Effective October 1, 2011, and worth up to $1,500 per year, the tax credit would support about $800 million in home renovation activity and around 10,500 jobs in Ontario each year. The cost of the proposed tax credit would be offset by savings in other areas so that fiscal targets would continue to be met.
Despite lower projections for economic growth, Ontario remains on track to meet its fiscal targets projected in the 2011 Budget while still protecting health care and education. This includes a $16.0 billion deficit in 2011-12 and steadily declining deficits of $15.2 billion in 2012-13 and $13.3 billion in 2013-14, as outlined in the balanced budget plan.
Confronted with the challenge of providing world-class public services and a balanced budget in a time of slow economic growth, the government set a target in the 2011 Budget of holding growth in overall program spending to 1.4 per cent. Given the current global economic uncertainty, the Commission on the Reform of Ontario's Public Services, chaired by Don Drummond, is expected to recommend that the target for spending growth should be one per cent. The government will consider this and other advice as it prepares the 2012 Budget.
- Since the low point of the global recession in May 2009, employment in Ontario has increased by 266,800 net new jobs, equal to nearly half of all the new jobs created in Canada.
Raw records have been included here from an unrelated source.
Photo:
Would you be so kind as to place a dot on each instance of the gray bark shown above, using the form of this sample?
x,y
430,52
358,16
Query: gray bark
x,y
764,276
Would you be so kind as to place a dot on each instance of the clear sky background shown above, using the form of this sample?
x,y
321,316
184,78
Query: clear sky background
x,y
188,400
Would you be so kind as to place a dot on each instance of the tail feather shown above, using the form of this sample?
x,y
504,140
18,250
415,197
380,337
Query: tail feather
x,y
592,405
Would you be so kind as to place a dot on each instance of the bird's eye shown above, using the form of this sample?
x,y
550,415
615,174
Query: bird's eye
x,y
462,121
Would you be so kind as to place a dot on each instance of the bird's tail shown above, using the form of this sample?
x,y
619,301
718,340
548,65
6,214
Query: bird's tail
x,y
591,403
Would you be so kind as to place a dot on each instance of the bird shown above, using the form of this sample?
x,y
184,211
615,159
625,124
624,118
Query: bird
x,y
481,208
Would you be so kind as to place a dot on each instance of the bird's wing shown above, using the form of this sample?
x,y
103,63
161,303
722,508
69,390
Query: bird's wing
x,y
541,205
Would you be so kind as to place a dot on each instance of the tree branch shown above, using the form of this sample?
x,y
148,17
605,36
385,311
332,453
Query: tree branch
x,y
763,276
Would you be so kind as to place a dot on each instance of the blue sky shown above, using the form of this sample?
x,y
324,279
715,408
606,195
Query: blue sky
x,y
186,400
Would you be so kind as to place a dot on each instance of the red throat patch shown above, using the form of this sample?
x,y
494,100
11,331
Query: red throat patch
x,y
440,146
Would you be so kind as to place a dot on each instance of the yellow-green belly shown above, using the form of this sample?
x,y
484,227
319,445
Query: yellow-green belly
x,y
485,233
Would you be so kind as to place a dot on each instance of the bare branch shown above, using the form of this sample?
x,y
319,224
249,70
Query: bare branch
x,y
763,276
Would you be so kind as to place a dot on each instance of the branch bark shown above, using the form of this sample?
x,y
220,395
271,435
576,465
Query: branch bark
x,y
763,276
The vast majority of net job gains over the past two years are among employees who receive above-average wages.
- The province's unemployment rate has fallen from a peak of 9.4 per cent during the recession to 8.1 per cent in October 2011. Ontario has regained all jobs lost during the recession, while the US has regained only a quarter of their lost jobs.
- Over the last eight months, the global economy has seen a widespread, downward shift in projections for growth. When the 2011 Budget was published, the average private-sector forecast for Ontario's real GDP growth was 2.6 per cent for this year. More recent projections are forecasting growth of just 2.0 per cent.
“Slower economic growth in the United States and continued volatility in Europe are making people in Ontario anxious. That is why we are focused on job creation while returning Ontario's budget to balance and protecting the gains we have made together in our schools and hospitals. Despite global economic uncertainty, we have a prudent and responsible plan to meet the new challenges we face.”